The same causes producing almost the same effects, all of Europe found itself in tune. To fight inflation, the European Central Bank (ECB) raised its main key rate to 4% last September, the highest since its birth. At the same time, it reduced its asset purchase programs in order to slow down its pace of money creation. The ECB had no choice but to pursue this policy. Its statutes require it to fight against inflation from the moment it exceeds 2%. However, the Frankfurt institution began to act when this theoretical limit was already largely exceeded, even though inflation, via the decline in consumption, had already brought down growth “by itself”.
The current slowdown in the European economy is the result of the joint rise in inflation and interest rates, those set by the ECB, as well as those set on the bond market. In the case of France, the latter are now higher than 3.5% in ten years, that is to say they are higher than the sum of France’s structural economic growth, around 1%. and inflation as we can imagine in the long term, around 2%. This differential takes us into a new financial universe where the French public debt is self-sustaining: the growth in tax revenue is no longer sufficient to keep up with the increase in the interest burden.

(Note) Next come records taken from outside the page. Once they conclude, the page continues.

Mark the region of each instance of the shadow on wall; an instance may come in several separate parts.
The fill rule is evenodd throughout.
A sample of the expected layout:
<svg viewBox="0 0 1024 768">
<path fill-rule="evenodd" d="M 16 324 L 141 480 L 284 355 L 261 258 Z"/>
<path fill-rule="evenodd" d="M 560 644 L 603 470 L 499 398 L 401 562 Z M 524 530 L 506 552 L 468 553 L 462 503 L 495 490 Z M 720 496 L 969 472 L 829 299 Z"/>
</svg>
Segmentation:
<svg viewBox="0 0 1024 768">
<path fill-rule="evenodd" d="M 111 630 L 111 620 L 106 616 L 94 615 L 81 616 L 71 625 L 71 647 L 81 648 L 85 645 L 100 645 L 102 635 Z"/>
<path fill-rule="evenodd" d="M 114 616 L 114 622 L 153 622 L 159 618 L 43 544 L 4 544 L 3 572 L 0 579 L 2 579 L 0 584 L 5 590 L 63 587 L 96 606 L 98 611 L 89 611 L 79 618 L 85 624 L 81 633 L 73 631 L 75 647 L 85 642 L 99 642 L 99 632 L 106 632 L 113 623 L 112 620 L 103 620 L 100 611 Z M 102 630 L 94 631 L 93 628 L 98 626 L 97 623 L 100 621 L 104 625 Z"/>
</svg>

Such a configuration places public authorities before a pitfall: at a time when our economy is slowing down, the level of interest rates prohibits any recovery through new public spending or tax cuts. Fortunately, there are other tools besides fiscal stimulus. Bruno Le Maire has just launched a normative simplification project. It is an excellent idea if, extraordinarily, it is brought to fruition: this was never the case in the past, let us remember the unfortunate “shock of simplification” of François Hollande.
The time is, moreover, ideal to advise all political leaders to read Xavier Jaravel’s new work, cleverly titled Marie Curie lives in Morbihan, just released at Seuil. The author, one of our most brilliant young economists, explains, with supporting theories and facts, that our country’s economic rebound requires the “relaunch of innovation”. For Jaravel, the risk is great, in the type of period we are going through, of giving in to protectionist or planning sirens. Conversely, implement an educational policy that gives science a primordial place, encourage scientific vocations among young people, make the governance of innovation more effective – where are we in France 2030? When will we see France 2050? – is perfectly indicated. This will achieve a double blow: increase economic activity in our country and reduce inequalities.
* Nicolas Bouzou is an economist and essayist.